December 18, 2020

Corrections Corner / Tom Elliott

Inmate’s immersion into Christmas play is a lesson in rebirth

Tom ElliottChristmas in prison can often be tough on an inmate, as I know firsthand.

Like most people in prison at this time of the year, my thoughts would naturally turn to family, friends and joyous times.

Separation from family and friends, however, made Christmas time an emotional rollercoaster. I would try to reminisce about the friends and family with whom I had created lifelong memories—some of whom had passed from this world. This would start the grieving process all over again, recalling the good times, lamenting the new times I was missing out on, and regretting the criminal act for which I was serving my debt to society.

As a repeat offender, I had lost most of my family and friends. The sadness and loneliness could at times become paralyzing. Hate, anger, dislike for myself, the situation I created for my family and the wrong I committed against the community would become overwhelming. I grew tired of being stuck in the past. Christmas is supposed to be a time of rebirth. Why could it not be for me also?

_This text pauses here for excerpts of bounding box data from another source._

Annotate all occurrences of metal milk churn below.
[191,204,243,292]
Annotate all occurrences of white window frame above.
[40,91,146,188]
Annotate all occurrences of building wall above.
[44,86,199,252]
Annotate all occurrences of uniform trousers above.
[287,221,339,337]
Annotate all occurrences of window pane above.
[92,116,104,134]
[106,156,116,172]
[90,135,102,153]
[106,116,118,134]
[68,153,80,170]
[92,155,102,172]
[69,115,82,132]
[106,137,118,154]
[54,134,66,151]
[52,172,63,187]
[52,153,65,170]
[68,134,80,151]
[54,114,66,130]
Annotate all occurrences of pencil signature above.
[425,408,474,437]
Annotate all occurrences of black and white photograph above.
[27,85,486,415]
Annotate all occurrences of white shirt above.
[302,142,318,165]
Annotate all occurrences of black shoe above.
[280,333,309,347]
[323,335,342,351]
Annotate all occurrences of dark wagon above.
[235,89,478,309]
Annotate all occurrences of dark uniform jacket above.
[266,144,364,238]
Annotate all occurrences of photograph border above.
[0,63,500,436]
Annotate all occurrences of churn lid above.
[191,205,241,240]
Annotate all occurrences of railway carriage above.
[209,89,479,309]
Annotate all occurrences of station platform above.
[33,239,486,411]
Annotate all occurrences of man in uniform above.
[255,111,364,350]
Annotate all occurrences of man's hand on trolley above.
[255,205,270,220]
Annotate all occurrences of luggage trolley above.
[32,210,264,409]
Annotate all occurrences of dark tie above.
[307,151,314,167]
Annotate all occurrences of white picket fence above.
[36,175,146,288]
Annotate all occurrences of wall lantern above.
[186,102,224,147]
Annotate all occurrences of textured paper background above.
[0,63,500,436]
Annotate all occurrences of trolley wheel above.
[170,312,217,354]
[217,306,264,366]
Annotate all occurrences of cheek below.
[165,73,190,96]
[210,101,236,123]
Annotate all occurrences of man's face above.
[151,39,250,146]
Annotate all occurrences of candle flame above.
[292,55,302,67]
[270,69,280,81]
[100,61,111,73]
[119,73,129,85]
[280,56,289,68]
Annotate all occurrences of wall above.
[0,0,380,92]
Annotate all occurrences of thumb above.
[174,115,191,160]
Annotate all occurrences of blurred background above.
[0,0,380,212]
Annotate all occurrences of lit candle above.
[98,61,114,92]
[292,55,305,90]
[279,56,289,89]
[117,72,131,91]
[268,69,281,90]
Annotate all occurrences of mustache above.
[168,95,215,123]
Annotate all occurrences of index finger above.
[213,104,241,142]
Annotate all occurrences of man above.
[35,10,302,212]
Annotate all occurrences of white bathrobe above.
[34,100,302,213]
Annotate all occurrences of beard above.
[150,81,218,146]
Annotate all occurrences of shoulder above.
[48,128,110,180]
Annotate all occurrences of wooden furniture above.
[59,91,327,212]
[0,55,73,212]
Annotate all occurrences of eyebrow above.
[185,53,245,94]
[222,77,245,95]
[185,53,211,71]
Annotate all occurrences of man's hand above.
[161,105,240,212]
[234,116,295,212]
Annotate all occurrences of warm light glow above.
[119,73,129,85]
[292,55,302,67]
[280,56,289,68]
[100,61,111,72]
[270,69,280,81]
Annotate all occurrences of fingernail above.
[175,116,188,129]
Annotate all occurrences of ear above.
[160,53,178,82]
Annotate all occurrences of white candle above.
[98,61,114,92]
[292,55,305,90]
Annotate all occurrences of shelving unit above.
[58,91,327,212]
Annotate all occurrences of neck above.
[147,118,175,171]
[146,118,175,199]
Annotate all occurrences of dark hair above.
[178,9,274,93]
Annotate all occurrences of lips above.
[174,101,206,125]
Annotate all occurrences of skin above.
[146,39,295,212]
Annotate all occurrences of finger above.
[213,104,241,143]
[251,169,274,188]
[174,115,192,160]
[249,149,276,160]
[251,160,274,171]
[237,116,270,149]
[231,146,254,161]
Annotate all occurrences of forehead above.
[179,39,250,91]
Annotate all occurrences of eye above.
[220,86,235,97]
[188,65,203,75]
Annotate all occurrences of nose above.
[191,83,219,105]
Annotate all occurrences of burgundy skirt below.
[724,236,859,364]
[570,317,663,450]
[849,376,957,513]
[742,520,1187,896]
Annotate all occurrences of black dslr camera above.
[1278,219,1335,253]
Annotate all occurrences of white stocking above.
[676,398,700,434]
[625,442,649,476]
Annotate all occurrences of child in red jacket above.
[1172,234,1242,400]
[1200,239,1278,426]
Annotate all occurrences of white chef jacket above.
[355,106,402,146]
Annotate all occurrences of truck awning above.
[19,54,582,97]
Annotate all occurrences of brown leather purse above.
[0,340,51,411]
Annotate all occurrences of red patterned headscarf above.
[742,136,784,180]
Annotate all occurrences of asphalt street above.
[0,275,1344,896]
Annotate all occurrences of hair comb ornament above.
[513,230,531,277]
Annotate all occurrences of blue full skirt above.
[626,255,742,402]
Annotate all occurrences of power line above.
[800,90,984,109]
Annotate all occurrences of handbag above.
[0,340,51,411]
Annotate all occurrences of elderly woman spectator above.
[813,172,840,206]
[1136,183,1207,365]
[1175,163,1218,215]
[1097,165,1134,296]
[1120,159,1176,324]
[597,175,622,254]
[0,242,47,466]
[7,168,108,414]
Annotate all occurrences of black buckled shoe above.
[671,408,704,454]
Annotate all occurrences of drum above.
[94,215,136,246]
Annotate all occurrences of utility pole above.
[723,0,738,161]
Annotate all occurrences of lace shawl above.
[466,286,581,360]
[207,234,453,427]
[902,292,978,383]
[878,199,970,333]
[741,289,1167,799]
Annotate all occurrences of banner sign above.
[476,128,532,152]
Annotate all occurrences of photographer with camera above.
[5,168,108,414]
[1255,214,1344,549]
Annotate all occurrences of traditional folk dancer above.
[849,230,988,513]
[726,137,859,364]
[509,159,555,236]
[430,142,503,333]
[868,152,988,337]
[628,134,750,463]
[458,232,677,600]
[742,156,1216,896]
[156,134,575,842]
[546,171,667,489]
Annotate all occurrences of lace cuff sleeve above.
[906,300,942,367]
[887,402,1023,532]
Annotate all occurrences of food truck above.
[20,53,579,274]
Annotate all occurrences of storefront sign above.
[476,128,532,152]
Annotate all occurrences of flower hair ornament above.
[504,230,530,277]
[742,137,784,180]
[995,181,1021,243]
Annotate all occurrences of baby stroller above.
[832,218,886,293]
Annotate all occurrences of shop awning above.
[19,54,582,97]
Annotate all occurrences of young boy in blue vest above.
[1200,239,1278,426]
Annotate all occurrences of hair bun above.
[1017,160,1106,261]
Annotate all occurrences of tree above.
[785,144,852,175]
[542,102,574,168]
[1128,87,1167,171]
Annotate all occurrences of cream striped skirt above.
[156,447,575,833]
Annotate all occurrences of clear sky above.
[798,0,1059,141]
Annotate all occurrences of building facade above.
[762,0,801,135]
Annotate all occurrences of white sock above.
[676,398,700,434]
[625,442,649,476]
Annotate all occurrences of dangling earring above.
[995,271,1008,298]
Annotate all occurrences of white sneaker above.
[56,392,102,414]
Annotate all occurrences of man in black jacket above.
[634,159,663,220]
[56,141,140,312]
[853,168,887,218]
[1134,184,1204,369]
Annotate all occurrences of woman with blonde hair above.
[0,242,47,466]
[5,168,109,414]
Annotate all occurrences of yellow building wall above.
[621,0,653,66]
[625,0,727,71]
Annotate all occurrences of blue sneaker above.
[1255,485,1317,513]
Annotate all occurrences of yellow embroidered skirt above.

Thanks to a “relentless hound”—Benedictine Father Jeremy King—to whom I will be eternally grateful, I experienced rebirth within the Church through baptism. After baptism, the single factor that had the biggest impact on my Christian growth was a Christmas play directed by some wonderful volunteers that I became involved with during my last two years in prison. Very quickly this play became for me “the greatest story ever told.”

I stopped grieving and started changing my life into something better. Those last two Christmases became the best I had ever experienced. I opened myself up to others. I found great support in this new community, which in turn inspired in me an unshakable belief in the possibility of my own success. I stopped being angry at myself and the world. I began to feel the joy of Christmas: Love.

Now outside, this is my third Christmas enjoying a changed heart, under the watchful support of my Church and newfound community. I can only thank our merciful God and the wonderful people who have been so instrumental in my own rebirth, made possible for me once I completely immersed myself in “the Christmas Story.”